– Точно?

– Без туфты. Я же говорю.

И деда Проня покинул веселую мастерскую, где Сеня немедленно продолжил свои ладушки с замшевой перчаткой.

И довольно долго везде ходил, но не добился положительного успеха. Даже и не обещали: на Русаковской штамповали латунные пуговицы для пиджаков, на Еремина – чинили электробритвы, а в Николаевке вообще – гравировали таблички про покойников.

Деда Проня встал на углу. Народ шел туда и сюда. Мужик нес старый телевизор, завязанный в простыню.

– Ты куда его тянешь? – поинтересовался деда Проня. – В ателье?

– Не, – мужик показал головой. – Сдавать иду, а доплачу – и куплю новый.

– Цветной, что ли?

– Не, – мужик почему-то испугался. – Нам не цветной. Нам на цветной доходы еще незначительные, – нервно засмеялся мужик.

– Наверняка цветной купит, пес, – сказал деда Проня, провожая его взглядом. – А что хорошего в цветном? Разве только что цветной, а так – телевизор да и телевизор.

Так сказал деда Проня и отправился на мост.

А мост – ажурное создание из камня и бетона – соединял новую и старую части города.

Видны были: широкая панорама развернувшегося до небес строительства, и стадион на десять тысяч мест, и купола Покровской церкви, и телевышка «Орбита», и бесконечная отступающая тайга, отступающая, тающая, уходящая.

Под мостом текла Енисей. Он был серый. Енисей тек из Тувы в Ледовитый океан.

– Надо же – столько воды и вся пойдет на дело, – пробормотал деда Проня и, перегнувшись через перила, выпустил котелок из рук.

Котелок летел вниз. Он летел вниз и, ослепительно сияя на солнце, превращался в точку. Он превратился в точку, но вошел в воду с плеском.

Плесь! И нету котелка!


* Нам не цветной. – Цветной телевизор тоже считался сначала предметом роскоши.

Дома пусто

Мать моя осталась тогда одна в нашем родном городке, который разросся за счет притока заводов из Европы во время последней мировой войны.

А я поехал на Алдан с целью заработать много денег, чтоб потом мы тихо зажили с матерью в собственном домике на окраине городка и жили там так, пока не умерла бы сначала она, а потом и я.

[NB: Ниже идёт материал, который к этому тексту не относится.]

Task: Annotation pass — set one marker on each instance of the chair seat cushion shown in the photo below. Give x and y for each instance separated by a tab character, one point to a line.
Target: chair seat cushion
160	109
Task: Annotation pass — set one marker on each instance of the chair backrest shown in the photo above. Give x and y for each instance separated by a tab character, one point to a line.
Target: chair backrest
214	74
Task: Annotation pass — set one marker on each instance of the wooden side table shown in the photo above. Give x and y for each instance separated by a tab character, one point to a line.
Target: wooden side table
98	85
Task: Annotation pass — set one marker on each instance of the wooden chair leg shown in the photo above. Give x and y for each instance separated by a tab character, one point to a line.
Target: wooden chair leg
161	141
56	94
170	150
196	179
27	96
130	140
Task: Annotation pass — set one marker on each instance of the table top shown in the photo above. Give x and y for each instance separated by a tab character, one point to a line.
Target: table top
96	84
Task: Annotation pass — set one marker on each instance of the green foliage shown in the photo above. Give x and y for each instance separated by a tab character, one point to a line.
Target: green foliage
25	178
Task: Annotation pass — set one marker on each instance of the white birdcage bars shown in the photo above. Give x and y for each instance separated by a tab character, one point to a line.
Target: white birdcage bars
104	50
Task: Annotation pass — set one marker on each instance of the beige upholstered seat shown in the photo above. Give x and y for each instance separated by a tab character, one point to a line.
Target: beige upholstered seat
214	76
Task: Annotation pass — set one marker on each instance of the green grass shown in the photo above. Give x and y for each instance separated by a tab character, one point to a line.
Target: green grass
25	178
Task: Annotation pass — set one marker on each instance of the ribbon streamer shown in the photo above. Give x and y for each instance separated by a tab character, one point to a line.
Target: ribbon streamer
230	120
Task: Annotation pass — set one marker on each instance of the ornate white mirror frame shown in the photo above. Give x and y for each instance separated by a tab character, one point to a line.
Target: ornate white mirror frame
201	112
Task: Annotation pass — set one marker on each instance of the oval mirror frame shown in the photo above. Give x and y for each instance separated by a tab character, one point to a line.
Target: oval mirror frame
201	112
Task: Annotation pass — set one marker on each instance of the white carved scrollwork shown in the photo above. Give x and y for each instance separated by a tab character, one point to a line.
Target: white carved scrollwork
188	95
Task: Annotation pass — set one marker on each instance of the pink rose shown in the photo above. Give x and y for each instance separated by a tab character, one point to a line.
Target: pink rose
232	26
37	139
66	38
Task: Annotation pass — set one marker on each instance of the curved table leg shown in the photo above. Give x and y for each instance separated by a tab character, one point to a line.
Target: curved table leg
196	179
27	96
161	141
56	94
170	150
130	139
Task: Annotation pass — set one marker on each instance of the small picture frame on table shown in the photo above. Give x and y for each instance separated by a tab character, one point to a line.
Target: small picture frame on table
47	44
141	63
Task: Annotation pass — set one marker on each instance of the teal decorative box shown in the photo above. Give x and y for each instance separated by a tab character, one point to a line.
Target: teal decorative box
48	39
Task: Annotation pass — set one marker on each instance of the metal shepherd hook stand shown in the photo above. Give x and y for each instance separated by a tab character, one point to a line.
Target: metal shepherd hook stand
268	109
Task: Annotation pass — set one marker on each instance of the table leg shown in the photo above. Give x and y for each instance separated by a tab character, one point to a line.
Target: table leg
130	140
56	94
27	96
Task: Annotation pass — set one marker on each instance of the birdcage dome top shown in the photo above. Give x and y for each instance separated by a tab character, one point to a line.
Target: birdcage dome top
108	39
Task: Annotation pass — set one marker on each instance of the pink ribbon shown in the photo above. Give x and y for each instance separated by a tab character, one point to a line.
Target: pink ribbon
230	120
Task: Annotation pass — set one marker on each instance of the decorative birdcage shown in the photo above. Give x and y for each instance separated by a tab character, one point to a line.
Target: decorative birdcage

Существовал без шума. Если по первому времени работа была для меня тяжела, то потом я пообвыкся и тяжести ее не замечал. Я канавы рыл в геологической партии, со взрывом. Сначала бурку бурил, потом грунт взрывал, потом кайлом да лопатой углублял, расширял, чистил – забуришься, взорвешь, углубишь, расширишь, почистишь – и готово дело.

Но это только так кажется легко, как я написал на бумаге, а на самом деле, как многие говорили, зверская это работа, и многие с нее уходили, потому что – физическое изнеможение каждый день, невзирая на хорошую оплату.

…Я заканчивал школу-десятилетку, а жили мы все в том же коммунальном доме, в котором и осталась после одна моя мать, без меня.

Я-то уж знал, что из меня получится что-нибудь такое эдакое, отличное от всего того, что меня окружало, а окружало меня одиночество матери, люди маленького нашего городка, который разросся за счет притока заводов из Европы во время последней мировой войны, отсутствие блистательной родни и книги Паустовского по вечерам, когда верхний свет убран, а в центре светового овала настольной лампы милые сердцу страницы и у мальчика ком в горле от неземной нежности.

Ходил по городу, камушки в реку бросал и знал, что все будет не здесь и все будет другое, а когда, где и как, далее и не задумывался и не знал, и никто в целом свете, в том числе и Паустовский, никто ничего не мог мне подсказать.

Ну и вот. Школа… Вечер выпускной. Бал. Я задыхался. Угостили, плясал чарльстон, который я плясать не умею и никогда, по-видимому, не научусь. Выбегал на лестницу, раздувал ноздри, выкинул даже в окно последние свои школьные стихи – листочек из тетрадочки в клеточку. «Лети, лети! Это письмо в жизнь, а я скоро прибуду сам, я скоро буду, я скоро прибуду следом за письмом своим, я буду умен и важен, я буду на коне, на белом коне, в гриву которого вплетены красные ленточки…» Противно мне это вспоминать.